Our client, Mr W, became concerned for the welfare of his daughter shortly after she moved into the care home in September 2013. She had lived in care environments for almost three years before this and her family were told that no placements other than this particular care home could be made available and that local authority support would be withdrawn from their daughter unless she moved into that home.

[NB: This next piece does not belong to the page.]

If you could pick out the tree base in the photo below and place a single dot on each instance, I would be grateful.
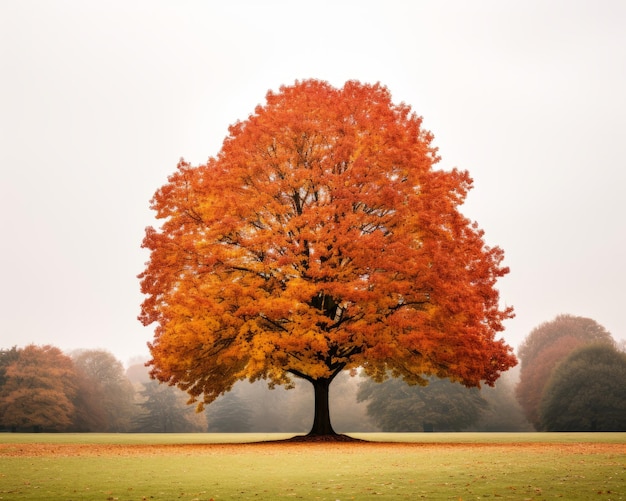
(310, 438)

Covert Video revealed abuse
Mr W noticed that his daughter became unsettled following her move and raised his concerns with the staff on various occasions. However, he was so worried that his concerns were being ignored that he set up a covert video recorder in his daughter’s bedroom.
In November 2013, over two months after she had moved in, Mr W reviewed the video imaging that had been recorded. He was shocked and angered when that video showed a member of staff at the care home physically abusing his daughter: grabbing her by the left bicep, shouting in her face, pushing her onto the bed and slapping her calf.
As a consequence of her Down's syndrome and autism she was extremely vulnerable and had been unable to tell anybody, including her parents, about the abuse. Mr W informed the local authority’s safeguarding officer who watched the majority of the video footage.
Local Authority safeguarding team noted further concerns
The extremely concerning behaviour of the care staff was noted including the fact that Mr W’s daughter was left unattended in her room for hours at a time with no checks and no interaction. In addition, despite the fact that she had local authority funding for two carers, night-time checks were not being undertaken at all but were being falsely logged on her records.
The video evidence also revealed that a contractor was allowed unsupervised access to her bedroom and put stickers on her electrical equipment to state it had been PAT tested when, in fact, it had not. The footage also showed our client’s daughter was repeatedly ignored by various members of staff, including requests for food and drink; and there was a suggestion that she was being given covert medication in drinks.
Mr W removed his daughter from the care home immediately and set about trying to find her alternative accommodation. In the meantime, the police prosecuted one of the employees of the care home who was dismissed. A criminal trial was held but the employee was subsequently acquitted.
Shoosmiths initiate civil claim
Shoosmiths was instructed by Mr W to investigate a civil claim on behalf of his daughter, who, due to her vulnerability, lacked the capacity to instruct solicitors herself. Rebecca Sellers, a clinical negligence expert, assisted Mr W in investigating and pursuing the claim.
Whilst the facts of mis-treatment in this case appeared clear Rebecca had to instruct a psychiatrist specialising in patients with learning difficulties to report on the harm Mr W’s daughter had suffered as a consequence of that mis-treatment in the care home, given that she was unable to communicate this.
Settlement secures a brighter future for vulnerable adult
Aided by this expert evidence, Rebecca ultimately succeeded in obtaining a five figure settlement for Mr W’s daughter’s experiences. The damages award enabled Mr W to make adaptations to a property bought for his daughter to live in outside the care sector which, together with a support package, would improve the quality of her life and remove the risk of any future abuse in a care home environment.